L’ouvrage collectif La mission préfectorale, publié aux Éditions Panthéon-Assas, réunit plusieurs contributions sur l’évolution et les transformations du rôle des préfets. Parmi les auteurs, Daniel Mockle apporte un éclairage précieux en retraçant l’histoire des préfets au Québec et en établissant une comparaison avec les modèles français et européens.


L'ouvrage propose un panorama historique et comparatif de l’institution préfectorale. Il explore comment une fonction, née sous le Premier Empire comme « la manifestation et le symbole d’un État fort et présent sur l’ensemble du territoire », se réinvente sous les effets de la décentralisation, de la déconcentration et de la réforme de 2021.
Parmi les auteurs, on remarque la présence du professeur canadien Daniel Mockle, dont la contribution, intitulée « La fonction préfectorale et la territorialisation en perspective comparée France / Québec », se distingue par une immersion dans le modèle québécois.

En mobilisant sa longue expertise en droit public, Mockle articule le rôle des préfets avec le mouvement plus large de territorialisation des collectivités locales, apportant une dimension transnationale à l’analyse de cette institution française.

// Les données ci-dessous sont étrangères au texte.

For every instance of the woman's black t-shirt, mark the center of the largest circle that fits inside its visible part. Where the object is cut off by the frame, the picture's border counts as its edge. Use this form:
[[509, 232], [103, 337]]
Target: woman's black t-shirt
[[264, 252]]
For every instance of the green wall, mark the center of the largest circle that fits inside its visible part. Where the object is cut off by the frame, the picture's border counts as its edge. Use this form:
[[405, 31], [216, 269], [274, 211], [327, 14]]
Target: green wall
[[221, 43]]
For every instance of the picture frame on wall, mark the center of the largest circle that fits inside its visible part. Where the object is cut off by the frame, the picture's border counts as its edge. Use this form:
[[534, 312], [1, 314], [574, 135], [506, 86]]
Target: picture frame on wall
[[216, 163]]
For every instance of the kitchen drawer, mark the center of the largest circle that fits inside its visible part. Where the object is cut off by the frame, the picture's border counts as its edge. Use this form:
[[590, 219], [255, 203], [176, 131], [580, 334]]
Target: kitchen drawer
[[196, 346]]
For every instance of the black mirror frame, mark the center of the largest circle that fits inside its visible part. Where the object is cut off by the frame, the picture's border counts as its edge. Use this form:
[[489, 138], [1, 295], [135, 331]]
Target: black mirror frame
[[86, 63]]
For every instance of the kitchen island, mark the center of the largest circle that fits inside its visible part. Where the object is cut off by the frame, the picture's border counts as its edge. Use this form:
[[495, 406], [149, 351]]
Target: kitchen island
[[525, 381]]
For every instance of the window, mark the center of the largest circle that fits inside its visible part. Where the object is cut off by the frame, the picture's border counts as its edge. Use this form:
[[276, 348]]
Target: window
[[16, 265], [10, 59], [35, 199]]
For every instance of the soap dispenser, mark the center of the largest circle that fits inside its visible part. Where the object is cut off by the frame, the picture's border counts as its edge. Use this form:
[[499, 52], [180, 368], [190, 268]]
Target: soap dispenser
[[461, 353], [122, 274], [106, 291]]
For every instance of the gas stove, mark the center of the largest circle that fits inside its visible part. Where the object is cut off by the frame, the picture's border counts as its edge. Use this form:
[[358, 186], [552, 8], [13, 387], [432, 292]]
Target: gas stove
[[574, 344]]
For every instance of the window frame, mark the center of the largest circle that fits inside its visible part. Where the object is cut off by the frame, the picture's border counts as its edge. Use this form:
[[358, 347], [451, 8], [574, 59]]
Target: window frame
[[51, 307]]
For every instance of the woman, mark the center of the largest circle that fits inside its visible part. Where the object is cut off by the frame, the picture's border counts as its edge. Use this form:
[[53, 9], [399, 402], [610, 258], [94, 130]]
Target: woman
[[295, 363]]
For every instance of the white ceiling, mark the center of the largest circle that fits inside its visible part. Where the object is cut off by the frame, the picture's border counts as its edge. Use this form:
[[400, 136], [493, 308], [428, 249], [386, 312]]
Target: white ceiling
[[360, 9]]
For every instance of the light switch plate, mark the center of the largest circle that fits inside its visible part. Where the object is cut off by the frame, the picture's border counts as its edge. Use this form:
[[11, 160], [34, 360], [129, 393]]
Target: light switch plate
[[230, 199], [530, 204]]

Un regard comparatif sur le rôle des préfets
Dans sa contribution, Daniel Mockle met en lumière les origines et l’évolution du rôle des préfets au Québec, un système hérité des traditions britanniques et adapté aux réalités locales. Il rappelle que cette fonction a connu plusieurs transformations majeures au fil du temps, passant d’un statut de simple représentant du pouvoir colonial à celui d’administrateur régional.

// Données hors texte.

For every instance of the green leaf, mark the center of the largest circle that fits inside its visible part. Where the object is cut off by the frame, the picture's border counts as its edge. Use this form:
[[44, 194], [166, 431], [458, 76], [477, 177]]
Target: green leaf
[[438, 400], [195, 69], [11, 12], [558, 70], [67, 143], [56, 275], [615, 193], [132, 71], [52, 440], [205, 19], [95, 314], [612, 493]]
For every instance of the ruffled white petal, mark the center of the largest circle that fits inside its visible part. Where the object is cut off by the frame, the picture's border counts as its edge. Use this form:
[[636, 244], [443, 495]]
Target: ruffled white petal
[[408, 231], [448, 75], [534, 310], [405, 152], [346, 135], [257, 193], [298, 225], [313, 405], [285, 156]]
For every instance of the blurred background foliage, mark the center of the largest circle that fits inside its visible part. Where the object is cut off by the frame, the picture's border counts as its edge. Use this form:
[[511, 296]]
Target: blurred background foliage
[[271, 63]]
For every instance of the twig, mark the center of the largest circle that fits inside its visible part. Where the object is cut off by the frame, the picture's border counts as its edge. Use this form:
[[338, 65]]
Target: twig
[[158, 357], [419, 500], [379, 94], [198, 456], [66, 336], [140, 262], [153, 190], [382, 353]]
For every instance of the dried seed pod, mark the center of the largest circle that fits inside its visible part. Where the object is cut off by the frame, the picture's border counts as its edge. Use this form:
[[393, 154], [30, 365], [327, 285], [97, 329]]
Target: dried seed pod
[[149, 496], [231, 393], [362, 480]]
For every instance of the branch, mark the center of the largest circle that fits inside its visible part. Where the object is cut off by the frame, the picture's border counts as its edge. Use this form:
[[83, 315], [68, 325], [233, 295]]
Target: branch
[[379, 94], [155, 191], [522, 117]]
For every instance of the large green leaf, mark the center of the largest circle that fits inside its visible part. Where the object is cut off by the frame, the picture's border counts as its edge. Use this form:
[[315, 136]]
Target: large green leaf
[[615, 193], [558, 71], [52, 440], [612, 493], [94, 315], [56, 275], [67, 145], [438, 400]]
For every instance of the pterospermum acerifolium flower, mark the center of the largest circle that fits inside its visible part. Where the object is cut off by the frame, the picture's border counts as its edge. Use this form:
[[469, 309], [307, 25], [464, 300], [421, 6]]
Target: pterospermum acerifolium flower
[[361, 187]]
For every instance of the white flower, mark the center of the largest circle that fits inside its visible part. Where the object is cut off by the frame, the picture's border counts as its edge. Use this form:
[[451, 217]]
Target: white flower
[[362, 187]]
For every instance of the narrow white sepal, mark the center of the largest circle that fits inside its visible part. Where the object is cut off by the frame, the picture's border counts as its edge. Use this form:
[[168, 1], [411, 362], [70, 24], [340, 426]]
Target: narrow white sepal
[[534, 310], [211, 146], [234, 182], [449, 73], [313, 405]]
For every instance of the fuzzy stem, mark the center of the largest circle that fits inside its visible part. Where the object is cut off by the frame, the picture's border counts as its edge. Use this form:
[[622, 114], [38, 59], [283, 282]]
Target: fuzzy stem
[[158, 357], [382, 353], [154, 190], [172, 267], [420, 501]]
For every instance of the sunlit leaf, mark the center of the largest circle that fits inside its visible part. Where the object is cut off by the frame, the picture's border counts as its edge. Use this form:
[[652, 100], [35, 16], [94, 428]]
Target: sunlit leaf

« Dès la création du Canada-Uni en 1840, les préfets ont été intégrés au système municipal, mais leur mission a évolué parallèlement aux réformes de l’administration territoriale », souligne Mockle. Cette approche comparative permet d’observer que, contrairement à la France où les préfets incarnent encore aujourd’hui le pouvoir central, ceux du Québec ont progressivement acquis une autonomie accrue.
Une transformation liée aux réformes institutionnelles
Mockle analyse les grandes réformes qui ont marqué l’histoire préfectorale québécoise, notamment celle de 1979, qui a vu l’émergence des municipalités régionales de comté (MRC). Cette réforme a renforcé la décentralisation et modifié en profondeur la mission des préfets. Aujourd’hui, certains sont élus au suffrage universel, mais dans plusieurs MRC, ils sont encore choisis et désignés par leurs pairs, c’est-à-dire les maires des municipalités membres.
Une MRC, ou municipalité régionale de comté, est une structure administrative propre au Québec qui regroupe généralement une dizaine de municipalités d'un même territoire. Elle coordonne des services régionaux tels que l’aménagement du territoire, la gestion des matières résiduelles ou encore le développement économique. Le Québec compte 104 MRC.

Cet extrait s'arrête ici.